I am willing to go through with it, I said at last.

Good! I knew you would be. Let's get to work at once!

He lifted the most ponderous volume in the laboratory from the floor to the top of an old walnut refectory table. The book was bound in musty yellow vellum, clasped with iron, and the foxed leaves were fashioned from parchment made from the skin of virgin camels. As he opened it, I saw that the pages were inscribed with cabalistic characters and symbols, illuminated in colours, none of which I could decipher. Lou Matagot jumped on to the table and sat on the leaves at the top of the book, forming a paper weight. He sat with his back to Peter and his long, black tail played nervously up and down the centre of the volume.

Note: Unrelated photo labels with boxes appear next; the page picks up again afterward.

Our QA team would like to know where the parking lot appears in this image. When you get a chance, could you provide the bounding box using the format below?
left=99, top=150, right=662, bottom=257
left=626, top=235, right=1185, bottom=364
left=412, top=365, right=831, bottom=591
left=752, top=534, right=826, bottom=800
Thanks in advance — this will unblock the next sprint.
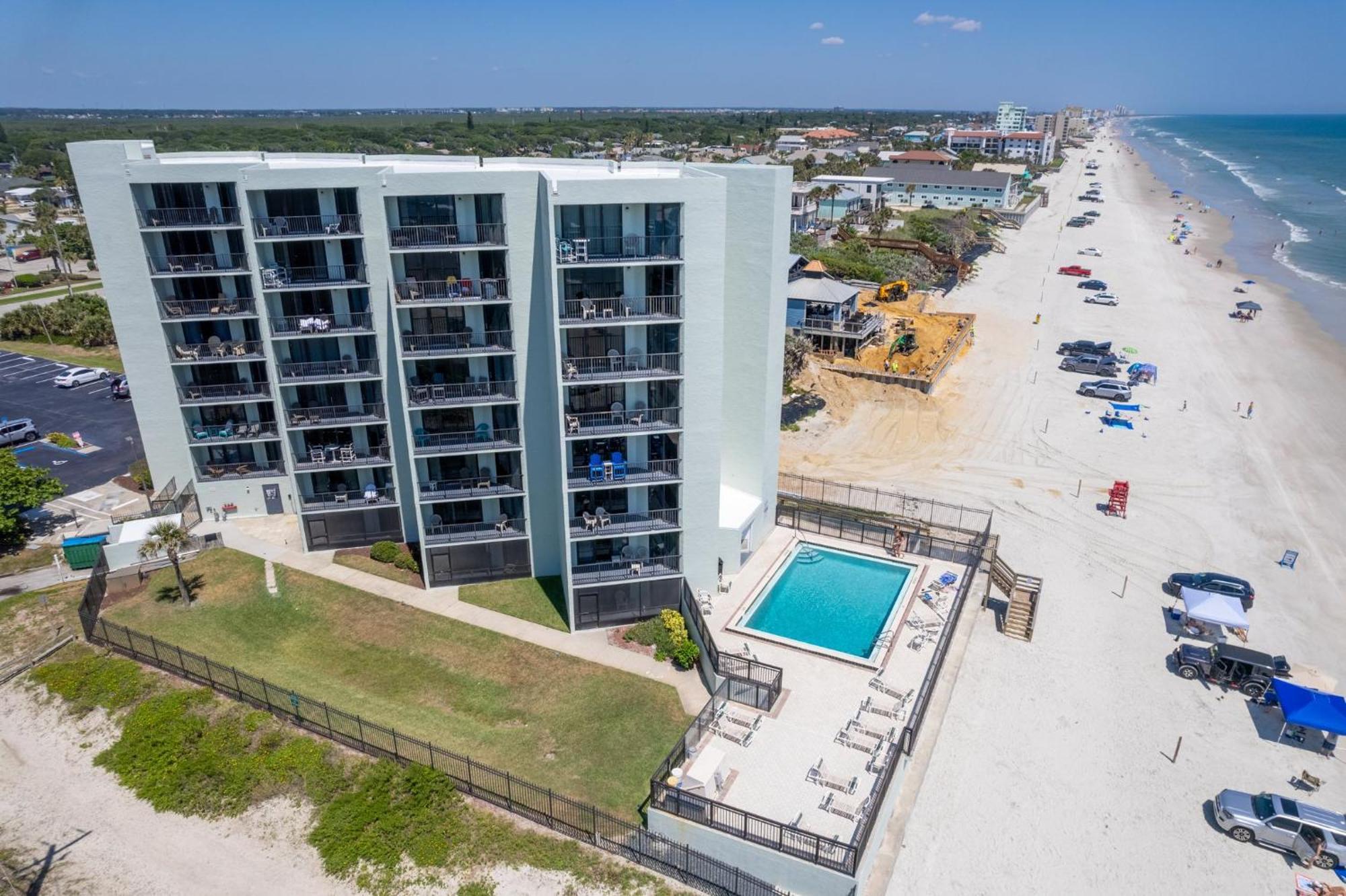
left=0, top=351, right=141, bottom=494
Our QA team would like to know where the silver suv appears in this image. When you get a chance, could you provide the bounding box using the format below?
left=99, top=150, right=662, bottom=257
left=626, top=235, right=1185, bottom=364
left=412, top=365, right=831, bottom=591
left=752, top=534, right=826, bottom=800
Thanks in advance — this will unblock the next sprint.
left=1215, top=790, right=1346, bottom=869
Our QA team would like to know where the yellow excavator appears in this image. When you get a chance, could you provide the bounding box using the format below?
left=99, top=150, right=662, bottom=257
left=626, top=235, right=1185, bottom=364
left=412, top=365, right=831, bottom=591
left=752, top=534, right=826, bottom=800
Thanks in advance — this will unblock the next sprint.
left=878, top=280, right=911, bottom=301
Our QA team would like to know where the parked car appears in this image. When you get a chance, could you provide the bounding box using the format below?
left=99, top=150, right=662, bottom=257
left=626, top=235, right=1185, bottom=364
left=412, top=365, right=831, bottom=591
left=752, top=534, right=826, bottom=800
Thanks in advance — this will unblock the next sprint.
left=1075, top=379, right=1131, bottom=401
left=52, top=367, right=108, bottom=389
left=1172, top=644, right=1289, bottom=700
left=1215, top=790, right=1346, bottom=870
left=1164, top=573, right=1257, bottom=603
left=0, top=417, right=42, bottom=445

Peter now drew a circle with a radius of twelve or thirteen feet around us, inscribing within its circumference certain characters and pentacles. Then he plunged a dagger through what I recognized to be a sacred wafer, which he told me had been stolen from a church at midnight, at the same time, muttering what, from the tone of his voice, I took to be blasphemous imprecations, although the language he used was unfamiliar to me. Next he arranged a copper chafing-dish over a blue flame and began to stir the ingredients, esoteric powders and crystals of bright colours. Now he lovingly lifted a crystal viol, filled with a purple liquid, and poured the contents into a porcelain bowl. Instantly, there was a faint detonation and a thick cloud of violet vapour mounted spirally to the ceiling. All the time, occasionally referring to the grimoire on the table, and employing certain unmentionable symbolic objects in the manner prescribed, he muttered incantations in the unknown tongue. The room swam with odours and mists, violet clouds and opopanax fogs. So far, the invocation was pretty and amusing but it resembled the arcane rites of Paul Iribe more than those of Hermes Trismegistus.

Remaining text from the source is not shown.